Are there any outliers, data samples dissimilar from the rest?
For timedependent data the following questions might be considered:
Are there any outliers, data samples very different from neighboring values?
Does the input signal of the dynamic system lie within the interesting amplitude range?
Does the input signal of the dynamic system excite the interesting frequency range?
Answers to these questions might reveal potential difficulties in using the given data for training. If so, new data may be needed.
Even if they appear to be quite reasonable, it might be a good idea to consider preprocessing the data before initiating training. Preprocessing is a transformation, or conditioning, of data designed to make modeling easier and more robust. For example, a known nonlinearity in some given data could be removed by an appropriate transformation, producing data that conforms to a linear model that is easier to work with.
Similarly, removing detected trends and outliers in the data will improve the accuracy of the model. Therefore, before training a neural network, you should consider the possibility of transforming the data in some useful way.
You should always make sure that the range of the data is neither too small nor too large so that you stay well within the machine precision of your computer. If this is not possible, you should scale the data. Although Mathematica can work with arbitrary accuracy, you gain substantial computational speed if you stay within machine precision. The reason for this is that the Neural Networks package achieves substantial computational speedup using the Compile command, which limits subsequent computation to the precision of the machine.
It is also advisable to scale the data so that the different input signals have approximately the same numerical range. This is not necessary for feedforward and Hopfield networks, but is recommended for all other network models. The reason for this is that the other network models rely on Euclidean measures, so that unscaled data could bias or interfere with the training process.

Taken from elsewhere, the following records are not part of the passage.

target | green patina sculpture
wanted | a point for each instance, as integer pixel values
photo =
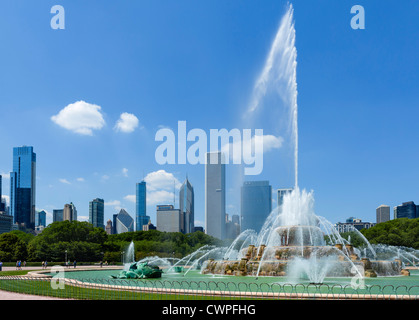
(140, 271)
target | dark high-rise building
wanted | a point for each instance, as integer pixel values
(383, 213)
(406, 210)
(168, 218)
(186, 205)
(22, 186)
(256, 204)
(281, 194)
(70, 212)
(57, 215)
(97, 213)
(124, 222)
(2, 204)
(141, 217)
(40, 218)
(109, 227)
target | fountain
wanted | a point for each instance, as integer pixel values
(292, 241)
(295, 247)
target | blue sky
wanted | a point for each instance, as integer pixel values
(166, 61)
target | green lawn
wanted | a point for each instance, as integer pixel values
(44, 288)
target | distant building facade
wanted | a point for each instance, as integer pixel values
(168, 219)
(124, 222)
(215, 194)
(256, 204)
(22, 186)
(406, 210)
(40, 219)
(281, 193)
(6, 222)
(57, 215)
(232, 227)
(70, 212)
(2, 203)
(141, 217)
(353, 223)
(383, 213)
(187, 206)
(109, 227)
(97, 213)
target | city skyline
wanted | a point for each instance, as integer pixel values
(199, 65)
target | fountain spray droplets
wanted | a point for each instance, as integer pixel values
(279, 76)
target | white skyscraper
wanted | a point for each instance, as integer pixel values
(215, 224)
(383, 213)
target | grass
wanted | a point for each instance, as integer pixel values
(15, 273)
(44, 288)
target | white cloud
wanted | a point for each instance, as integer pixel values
(160, 187)
(80, 117)
(127, 123)
(130, 198)
(65, 181)
(161, 180)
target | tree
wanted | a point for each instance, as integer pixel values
(82, 241)
(397, 232)
(12, 248)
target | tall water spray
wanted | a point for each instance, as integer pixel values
(279, 76)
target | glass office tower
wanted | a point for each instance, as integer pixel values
(186, 205)
(141, 217)
(256, 204)
(215, 224)
(97, 213)
(22, 186)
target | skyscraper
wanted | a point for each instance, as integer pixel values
(109, 227)
(141, 217)
(256, 204)
(70, 212)
(168, 218)
(57, 215)
(2, 204)
(215, 195)
(281, 194)
(40, 218)
(97, 213)
(383, 213)
(186, 204)
(22, 186)
(123, 222)
(406, 210)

Scaling the data so that all inputs have the same range often speeds up the training and improves resulting performance of the derived model.
It is also a good idea to divide the data set into training data and validation data. The validation data should not be used in the training but, instead, be reserved for the quality check of the obtained network.
You may use any of the available Mathematica commands to perform the data preprocessing before applying neural network algorithms; therefore, you may consult the standard Mathematica reference: Wolfram, Stephen, The Mathematica Book, 4th ed. (Wolfram Media/Cambridge University Press, 1999). Some interesting starting points might be 1.6.6 Manipulating Numerical Data, 1.6.7 Statistics Packages, 1.8.3 Vectors and Matrices, Statistics`DataManipulation`, and LinearAlgebra`MatrixManipulation`.